Paul Ryan delivered a scathing criticism of President Barack Obama’s stewardship of the nation’s economy Monday, arguing that even conservative punching bag Jimmy Carter’s presidency was better as Democrats streamed to North Carolina to nominate Obama for a second term.
“The president can say a lot of things and he will,” the Republican vice presidential candidate told more than 2,000 supporters in East Carolina University’s student recreation center, about 230 miles east of the Democratic National Convention site in Charlotte. “But he can’t tell you that you’re better off. Simply put, the Jimmy Carter years look like the good old days compared to where we are right now.”
The Romney/Ryan campaign said Ryan is to lead a rally this morning at the Westlake Recreation Center, near Cleveland. He then will go to Iowa to campaign.
The message, comparing today’s economic problems with the troubled economic conditions of the Carter administration, is part of a broader GOP strategy to ask voters whether they are better off now than they were four years ago. Polling suggests the criticism may resonate with voters frustrated with the pace of economic recovery.
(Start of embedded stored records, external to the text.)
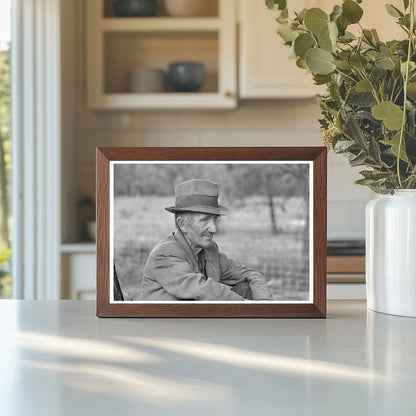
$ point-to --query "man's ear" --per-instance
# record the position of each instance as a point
(180, 221)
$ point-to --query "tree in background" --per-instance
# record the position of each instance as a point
(239, 182)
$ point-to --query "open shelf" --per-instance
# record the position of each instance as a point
(118, 45)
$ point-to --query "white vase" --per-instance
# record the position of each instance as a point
(391, 253)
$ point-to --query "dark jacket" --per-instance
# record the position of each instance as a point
(172, 273)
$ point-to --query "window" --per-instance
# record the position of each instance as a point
(5, 145)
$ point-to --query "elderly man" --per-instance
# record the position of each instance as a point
(187, 265)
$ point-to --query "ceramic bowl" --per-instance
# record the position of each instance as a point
(135, 8)
(191, 8)
(147, 80)
(186, 76)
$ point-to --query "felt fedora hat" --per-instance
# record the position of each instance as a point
(197, 195)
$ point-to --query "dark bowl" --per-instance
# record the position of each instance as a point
(186, 76)
(135, 8)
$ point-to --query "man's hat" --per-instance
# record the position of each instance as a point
(197, 195)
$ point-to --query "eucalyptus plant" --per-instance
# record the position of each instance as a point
(369, 111)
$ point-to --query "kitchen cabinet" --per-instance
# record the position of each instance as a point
(265, 70)
(118, 45)
(78, 262)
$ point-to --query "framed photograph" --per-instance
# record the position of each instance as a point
(211, 232)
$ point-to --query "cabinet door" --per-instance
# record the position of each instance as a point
(265, 68)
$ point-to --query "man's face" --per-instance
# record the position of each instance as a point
(199, 229)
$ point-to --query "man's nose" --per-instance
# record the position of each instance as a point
(212, 226)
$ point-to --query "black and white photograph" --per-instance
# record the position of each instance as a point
(217, 231)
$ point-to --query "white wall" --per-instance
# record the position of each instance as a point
(253, 123)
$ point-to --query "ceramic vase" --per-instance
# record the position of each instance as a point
(135, 8)
(391, 253)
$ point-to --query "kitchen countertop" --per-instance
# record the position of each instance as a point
(57, 358)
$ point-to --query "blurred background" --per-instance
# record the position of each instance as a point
(267, 228)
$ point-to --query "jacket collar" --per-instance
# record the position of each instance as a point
(190, 256)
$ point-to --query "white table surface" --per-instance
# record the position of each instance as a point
(57, 358)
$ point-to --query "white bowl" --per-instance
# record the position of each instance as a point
(191, 8)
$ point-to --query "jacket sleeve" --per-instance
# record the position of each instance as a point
(233, 273)
(178, 278)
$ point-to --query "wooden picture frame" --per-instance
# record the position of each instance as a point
(108, 159)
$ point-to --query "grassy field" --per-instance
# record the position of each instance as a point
(244, 235)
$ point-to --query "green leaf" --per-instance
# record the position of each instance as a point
(287, 33)
(342, 25)
(301, 63)
(384, 62)
(411, 90)
(351, 11)
(343, 145)
(394, 143)
(303, 43)
(363, 86)
(301, 15)
(321, 79)
(319, 61)
(374, 174)
(276, 4)
(359, 160)
(393, 11)
(336, 12)
(316, 20)
(325, 42)
(348, 37)
(358, 61)
(375, 35)
(391, 114)
(345, 65)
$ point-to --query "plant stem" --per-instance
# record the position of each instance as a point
(405, 81)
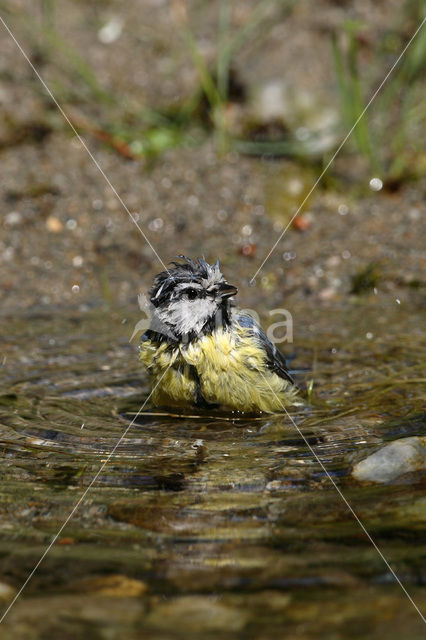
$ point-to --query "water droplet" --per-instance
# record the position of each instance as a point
(71, 224)
(77, 261)
(376, 184)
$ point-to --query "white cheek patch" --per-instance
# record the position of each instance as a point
(189, 315)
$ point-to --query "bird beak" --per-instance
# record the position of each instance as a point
(227, 290)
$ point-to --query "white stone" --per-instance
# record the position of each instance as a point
(406, 455)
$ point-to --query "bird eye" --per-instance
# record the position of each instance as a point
(191, 293)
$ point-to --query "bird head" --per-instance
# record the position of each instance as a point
(191, 299)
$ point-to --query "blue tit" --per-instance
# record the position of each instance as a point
(201, 351)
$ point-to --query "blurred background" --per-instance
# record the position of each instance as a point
(212, 120)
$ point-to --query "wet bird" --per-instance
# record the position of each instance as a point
(201, 351)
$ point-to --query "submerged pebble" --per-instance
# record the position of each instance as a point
(407, 455)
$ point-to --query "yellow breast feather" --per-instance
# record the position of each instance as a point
(225, 368)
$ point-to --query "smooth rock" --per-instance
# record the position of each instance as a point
(195, 614)
(407, 455)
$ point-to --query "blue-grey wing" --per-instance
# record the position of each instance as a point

Democrats argued that conditions have improved since Obama took office, with the president and Vice President Joe Biden focusing Monday on the administration’s 2009 rescue of U.S. automakers, which GOP presidential candidate Mitt Romney opposed at the time. At a union rally in Toledo, Obama said the jobs that were preserved help workers enter the middle class while the auto companies symbolize the country’s innovative and industrial abilities.
Republicans said Obama was running away from a poor economic record.
Before leaving Greenville, Ryan told a crowd of 700, “After another four years of this, who knows what it’ll look like then. We’re not going to let that happen.”
Romney, meanwhile, will spend much of the week in New Hampshire and Vermont preparing for three fall debates with Obama, the first on Oct. 3.